The aurora borealis, or northern lights, is a common sight at north polar latitudes. The name aurora borealis comes from Latin and Greek. Aurora was the ancient Roman goddess of the dawn, and the ancient Greek name for the north wind is “boreas.” The corresponding occurrences in the southern polar skies are the aurora australis.
Extreme aurora light shows are caused by a coronal mass ejection, or CME, from the sun that causes a severe geomagnetic storm. Such storms are not uncommon. The sun spits out hot electromagnetic plasma from sunspots all the time, and the burps from within the blazing interior of the sun’s nuclear furnace vary in intensity. Fortunately, most CMEs are not aimed at Earth, so the vast majority of them miss us.

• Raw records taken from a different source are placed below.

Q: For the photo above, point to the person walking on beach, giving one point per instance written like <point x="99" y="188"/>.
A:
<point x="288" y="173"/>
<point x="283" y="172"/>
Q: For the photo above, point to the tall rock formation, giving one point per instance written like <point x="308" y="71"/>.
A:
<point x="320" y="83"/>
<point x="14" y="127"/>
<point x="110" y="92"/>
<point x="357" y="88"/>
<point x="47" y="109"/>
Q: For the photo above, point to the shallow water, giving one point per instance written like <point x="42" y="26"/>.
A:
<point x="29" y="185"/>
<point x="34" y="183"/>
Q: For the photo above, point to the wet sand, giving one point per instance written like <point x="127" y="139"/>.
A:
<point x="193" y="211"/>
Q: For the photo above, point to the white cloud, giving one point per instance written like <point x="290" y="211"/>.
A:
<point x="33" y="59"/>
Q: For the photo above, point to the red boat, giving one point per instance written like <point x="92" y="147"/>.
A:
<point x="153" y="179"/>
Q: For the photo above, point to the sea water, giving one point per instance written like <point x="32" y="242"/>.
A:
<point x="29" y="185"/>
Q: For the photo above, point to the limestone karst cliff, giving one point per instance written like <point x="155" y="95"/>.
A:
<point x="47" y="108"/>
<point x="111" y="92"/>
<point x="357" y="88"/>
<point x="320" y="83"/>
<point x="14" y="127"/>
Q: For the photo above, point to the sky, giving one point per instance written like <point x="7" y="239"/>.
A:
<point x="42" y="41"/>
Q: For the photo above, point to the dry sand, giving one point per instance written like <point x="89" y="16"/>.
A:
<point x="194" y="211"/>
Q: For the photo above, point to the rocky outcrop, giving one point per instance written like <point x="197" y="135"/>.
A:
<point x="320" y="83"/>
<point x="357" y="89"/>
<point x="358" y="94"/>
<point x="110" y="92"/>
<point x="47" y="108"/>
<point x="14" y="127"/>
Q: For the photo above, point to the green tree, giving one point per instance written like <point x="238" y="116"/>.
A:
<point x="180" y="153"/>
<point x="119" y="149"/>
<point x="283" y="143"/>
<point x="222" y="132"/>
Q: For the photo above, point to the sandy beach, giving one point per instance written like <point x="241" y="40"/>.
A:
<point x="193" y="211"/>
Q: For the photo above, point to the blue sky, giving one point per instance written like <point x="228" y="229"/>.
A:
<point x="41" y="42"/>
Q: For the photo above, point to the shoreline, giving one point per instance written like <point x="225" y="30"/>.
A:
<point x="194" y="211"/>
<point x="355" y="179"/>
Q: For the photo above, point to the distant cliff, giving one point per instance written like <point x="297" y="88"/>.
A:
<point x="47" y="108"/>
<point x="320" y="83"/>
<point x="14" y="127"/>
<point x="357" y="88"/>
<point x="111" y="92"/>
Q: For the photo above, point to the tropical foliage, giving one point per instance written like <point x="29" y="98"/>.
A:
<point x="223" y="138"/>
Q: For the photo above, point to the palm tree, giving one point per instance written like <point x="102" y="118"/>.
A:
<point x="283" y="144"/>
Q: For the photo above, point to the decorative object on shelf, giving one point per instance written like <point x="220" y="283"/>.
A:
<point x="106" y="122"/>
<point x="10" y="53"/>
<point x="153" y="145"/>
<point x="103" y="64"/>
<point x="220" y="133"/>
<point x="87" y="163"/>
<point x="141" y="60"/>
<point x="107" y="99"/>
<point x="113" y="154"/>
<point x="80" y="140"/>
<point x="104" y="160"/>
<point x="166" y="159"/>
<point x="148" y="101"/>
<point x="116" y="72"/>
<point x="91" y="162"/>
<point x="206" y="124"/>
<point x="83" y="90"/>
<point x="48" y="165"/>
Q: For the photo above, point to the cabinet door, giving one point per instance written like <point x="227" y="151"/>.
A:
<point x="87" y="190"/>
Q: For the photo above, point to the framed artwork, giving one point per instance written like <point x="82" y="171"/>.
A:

The plasma from a CME creates the aurora by doing naturally to Earth’s atmosphere what we do artificially to produce neon signs and television pictures.
When atoms and gas molecules at low pressure are energized by electrically charged particles, they absorb certain amounts of energy that correspond to transitions of electrons to higher energy levels within the atoms.
Eventually the energized electrons fall back to a lower energy level, emitting light with the same bar code of wavelengths that they absorbed. We see the emitted light as colors that are a mixture of the various wavelengths. Each gas has a unique spectral signature.
For example, neon gas emits almost entirely wavelengths of red light, so it is used in red signs.
To make a neon sign, electricity energizes a glass tube containing neon gas at extremely low pressure. Electrons stream through the tube, causing the neon atoms to jump up and down between energy levels and emit light.
Although we call all such glowing tubes “neon” lights, the different colors are mixtures of various gases designed to produce the desired colors.
It is not only during CMEs that the sun emits plasma particles. The particles continuously emanate in all directions at very high speeds — an average of almost 1 million mph! This “solar wind” pervades the solar system and pushes the tails of comets away from the sun, among other things.
Earth’s magnetic field deflects the relatively steady solar wind to form a magnetic shock wave called the magnetosphere.
The solar wind flows around the magnetosphere like a stream flowing around a rock. It stretches and elongates the magnetosphere into a raindrop shape with a long tail trailing away from Earth on the side away from the sun.
The accelerated solar wind ions spiral along Earth’s magnetic field lines, constrained like beads on a wire. In the upper atmosphere, the magnetic field lines converge toward the north and south magnetic poles, where they become nearly perpendicular to the surface. Energized ions traveling along the field lines collide with atoms and molecules of oxygen and nitrogen in the thin upper atmosphere and produce light.
Oxygen emits green and, less frequently, deep red light. Nitrogen is responsible for blue or purplish-red light that produces the purple-tinged lower borders and rippling edges of the aurora.
From Earth the aurora appears as colorful curtains and rays of light that dance across the sky, but from space they appear as bright symmetric ovals centered on the northern and southern magnetic poles and extending outward toward the equator, gradually diminishing in intensity.
We will likely not see the aurora as far south as Hawaii, but their shows have enchanted viewers at higher latitudes from prehistoric times. It is a real treat to see it from the far north as I did from northernmost Norway last month.